İkinci olarak, İtilaf Devletleri’nin kendi aralarındaki çıkar çatışmaları, Sevr’in uygulanmasını imkânsız kılan bir başka faktördü. İngiltere, Fransa ve İtalya, Osmanlı topraklarını paylaşma konusunda anlaşmış gibi görünse de, her biri kendi çıkarlarını maksimize etmeye çalışıyordu. Örneğin, İtalya, Ege Bölgesi’nde Yunanistan’ın genişlemesine karşı çıkarken, Fransa, Suriye ve Lübnan’daki mandasını güvence altına almak için İngiltere ile rekabet içindeydi. Bu iç çekişmeler, antlaşmanın uygulanması için gerekli olan ortak iradeyi zayıflatmış ve Sevr’i kağıt üzerinde bir belge olmaktan öteye taşıyamamıştır.

Türk Direnişi ve Uluslararası Konjonktürün Etkisi

Sevr Antlaşması’nın ölü doğmasının en önemli nedenlerinden biri, Türk milletinin antlaşmayı kabul etmeyerek başlattığı Milli Mücadele’dir. Antlaşmanın imzalandığı dönemde, Osmanlı Hükümeti İstanbul’da İtilaf Devletleri’nin işgali altında bulunuyordu ve Sultan Vahdettin’in başında olduğu hükümet, antlaşmayı imzalama konusunda baskı altındaydı. Ancak Anadolu’da Mustafa Kemal Paşa liderliğinde örgütlenen Kuvâ-yı Milliye hareketi, Sevr’in uygulanmasına karşı silahlı bir direniş başlattı. 1920 yılında başlayan bu mücadele, özellikle İnönü, Sakarya ve Dumlupınar zaferleriyle İtilaf Devletleri’nin planlarını altüst etti. Türk ordusunun askeri başarıları, Sevr’in uygulanabilirliğini tamamen ortadan kaldırdı.
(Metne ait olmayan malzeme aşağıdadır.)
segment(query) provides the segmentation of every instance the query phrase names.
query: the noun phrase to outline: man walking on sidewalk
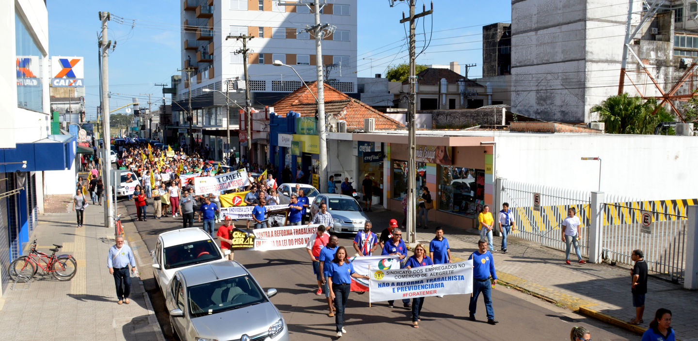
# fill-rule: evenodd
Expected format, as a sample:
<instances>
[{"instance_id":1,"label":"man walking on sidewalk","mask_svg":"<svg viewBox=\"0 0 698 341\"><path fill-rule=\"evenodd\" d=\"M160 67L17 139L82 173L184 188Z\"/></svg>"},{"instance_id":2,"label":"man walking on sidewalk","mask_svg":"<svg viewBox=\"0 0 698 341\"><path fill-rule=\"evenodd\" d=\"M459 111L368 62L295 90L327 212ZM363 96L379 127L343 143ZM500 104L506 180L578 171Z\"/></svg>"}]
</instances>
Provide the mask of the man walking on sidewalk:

Ayrıca, uluslararası konjonktürdeki değişimler de Sevr’in hayata geçmesini engelledi. 1920’li yılların başında, İtilaf Devletleri’nin Birinci Dünya Savaşı sonrası kurduğu düzen sarsılmaya başlamıştı. Bolşevik Devrimi sonrası Rusya’nın savaş sonrası düzende yer almaması, İtilaf Devletleri’nin planlarını karmaşık hale getirdi. Türkiye, Sovyet Rusya ile kurduğu diplomatik ilişkiler sayesinde doğu cephesinde Ermenistan’a karşı zafer kazandı ve bu, Sevr’in doğu Anadolu’da öngördüğü Ermeni devletini imkânsız kıldı. Aynı şekilde, Fransa’nın Anadolu’daki direniş karşısında geri adım atarak 1921 Ankara Antlaşması’nı imzalaması, İtilaf cephesinde bir kırılma yarattı. Bu diplomatik başarılar, Sevr’in uygulanabilirliğini daha da zayıflattı.